What is a Bank Letter Of Credit Policy
A bank letter of credit policy is an insurance policy held by U.S. banks to ensure the authenticity of letters of credit issued by foreign financial institutions.
BREAKING DOWN Bank Letter Of Credit Policy
A bank letter of credit policy reduces the risk a bank takes when it engages in foreign transactions. A letter of credit is a payment mechanism used in international trade to guarantee payment of a specific amount at a specific time. Issuing banks fund letters of credit based upon collateral pledged by the party on whose behalf the bank will guarantee payment. International trade relies heavily on letters of credit to reduce friction when parties do not have an existing financial relationship, and therefore cannot accurately gauge the reliability of contracting parties. In effect, the issuing bank underwrites the buyer's credit risk and acts as a trusted counterparty.
A bank letter of credit policy provides sellers with insurance coverage should the issuer become unable to guarantee payment, for example in the event of political strife or large movements in foreign exchange markets. Policies typically cover any situation that affects the convertibility of a letter of credit, though they may restrict elements of the transaction such as the type of letter of credit involved or the source or destination of the goods for which the letter of credit provides payment.

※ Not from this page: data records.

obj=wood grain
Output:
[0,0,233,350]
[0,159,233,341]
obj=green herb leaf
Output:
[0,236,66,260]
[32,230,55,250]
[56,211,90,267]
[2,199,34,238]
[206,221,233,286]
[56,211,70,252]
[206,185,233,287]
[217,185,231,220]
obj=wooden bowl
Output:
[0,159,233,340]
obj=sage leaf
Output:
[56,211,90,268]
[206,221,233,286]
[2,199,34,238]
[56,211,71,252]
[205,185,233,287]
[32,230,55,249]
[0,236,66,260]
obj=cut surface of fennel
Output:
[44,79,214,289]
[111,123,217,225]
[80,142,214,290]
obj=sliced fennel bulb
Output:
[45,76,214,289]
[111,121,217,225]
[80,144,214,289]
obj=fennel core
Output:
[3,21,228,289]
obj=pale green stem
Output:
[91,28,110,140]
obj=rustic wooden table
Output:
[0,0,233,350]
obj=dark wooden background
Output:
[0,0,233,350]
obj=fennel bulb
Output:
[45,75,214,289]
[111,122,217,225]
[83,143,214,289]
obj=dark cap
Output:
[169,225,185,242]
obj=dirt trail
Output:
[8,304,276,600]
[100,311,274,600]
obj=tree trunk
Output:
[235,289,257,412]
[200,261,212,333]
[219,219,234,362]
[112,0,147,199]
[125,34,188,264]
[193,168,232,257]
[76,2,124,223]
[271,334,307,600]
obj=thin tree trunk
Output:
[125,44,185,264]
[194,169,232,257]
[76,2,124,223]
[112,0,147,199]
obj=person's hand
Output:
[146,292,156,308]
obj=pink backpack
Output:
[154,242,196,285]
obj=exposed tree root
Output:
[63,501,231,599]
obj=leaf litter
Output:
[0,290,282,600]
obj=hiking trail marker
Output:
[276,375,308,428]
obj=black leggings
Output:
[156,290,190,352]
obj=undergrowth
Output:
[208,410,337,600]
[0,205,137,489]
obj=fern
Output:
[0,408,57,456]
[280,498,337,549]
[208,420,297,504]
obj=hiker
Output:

Policies Issued by the Export-Import Bank
The Export-Import Bank of the United States issues policies to cover irrevocable letters of credit involving the export of goods produced in and shipped from the United States. These policies require that the covered bank have an existing relationship with the foreign bank that issues the letter of credit. Irrevocable letters of credit further reduce nonpayment risk since they cannot be modified without the explicit consent of the seller, buyer and issuer. Coverage options include comprehensive coverage of both commercial and political risks to the convertibility of the letter of credit or coverage of political risk only. The latter coverage extends to disruptions such as war or regional disasters causing financial disruption at issuing banks. Coverage limits range from 95 to 100 percent of the letter of credit's principal amount, depending on the issuer, as well as a specified interest rate based upon a discount from the prime rate. The bank prices its premiums according to the risk involved in a given transaction.
These policies do not offer coverage for situations in which the issuer and the insured party have an existing, unresolved dispute regarding documentation of a previous letter of credit.